Neben starken Stücken, die direkt zugänglich sind und einen wieder schnell in den typischen Archive-Kosmos ziehen, enthält das Album auch einige sperrige, avantgardistisch anmutende Tracks. “Numbers” ist so eine Nummer, die recht wild die Verwirrung und falsche Prioritäten in der heutigen Welt zu symbolisieren scheint. Weitere ganz bewusst nicht direkt zugängliche Songs sind später “Enemy”, das den Feind im Inneren zu verbrennen versucht, “Frying Paint”, und auch das kurz vor Ende platzierte, fast neun Minuten lange “The Crown” wirkt verstörend.
Da fällt es einem natürlich leichter, sich in ein Lied wie das sphärisch getragene, ruhige und düstere “Shouting Within” zu verlieben, den zweiten Vorboten. Sängerin Holly Martin erklärt zum Song: “In the past two years we’ve been seeing how constant fear and uncertainty can impact human connections. Writing ‘Shouting Within’, we were talking about how people have been feeling so angry, so paralysed and so vulnerable getting caught in the divide. Craving connection but fearing contact. So many theories, stories, highs and lows. It’s hard to suppress the inner rage that grows from that.”
Auch das hypnotisch pulsierende, tolle “We Are The Same” wusste als vierter und letzter Vorabsong bereits in seinen Bann zu ziehen. Holly erläutert: “‘We Are The Same’ represents how we’re trapped in a societal divide, seeing the things we hate in others and being unable to recognise them in ourselves… we’re all different, but we’re all the same when we conform.”
Ganz anders kam der allererste Appetizer daher, das über 14 Minuten lange “Daytime Coma”, mal pulsierend hypnotisch, mal ruhig, mal elektronisch getrieben und am Ende krachig abrockend – eine epische Archive-Nummer, wie man sie kennt und für die man die Band so liebt. Sänger Dave Pen erklärt zum Song: “I pictured people in high-rise box apartments with small windows, nowhere to go, stuck indoors with the television and mindless junk transmitting through the glowing box. It’s kind of bleak I suppose, but there is hope at the end with the line… ‘I see a light in darkness, save me’. Because there always is a light, there has to be.”

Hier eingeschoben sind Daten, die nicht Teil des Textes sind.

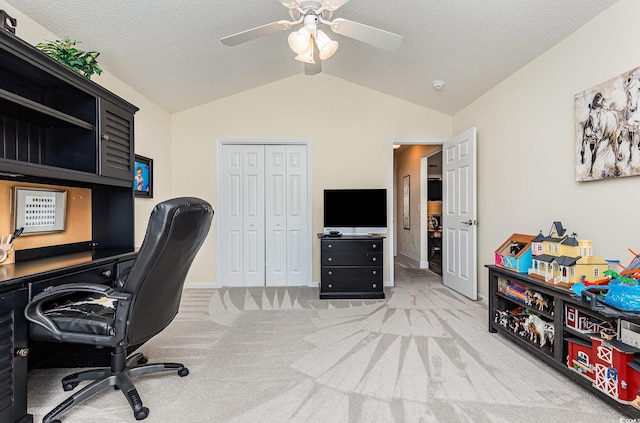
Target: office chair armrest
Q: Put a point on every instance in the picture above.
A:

Auch die weiteren Stücke bieten viel Abwechslung, wie das getragene “Head Heavy” mit Gesang von Maria Q, das mal elektronisch zwirbelnde, mal treibend rockende “Every Single Day”, die ruhigen “All That I Have” und “Everything’s Allright”, das sphärische “Alive” oder der sich munter aus Archives unerschöpflichem stilistischem Bauchladen bedienende Zehnminüter “Freedom”. Mit “Gold”, dem zweiten Stück mit Vocals von Maria Q, hier mit Dave Pen, schließt ein weiterer mehr als acht Minuten servierender Song eine Scheibe ab, mit denen das Kollektiv mal wieder viele überzeugende Stücke bietet und vor allem sich treu bleibt, weit abseits der Norm hochklassige und äußerst interessante Musik zu produzieren.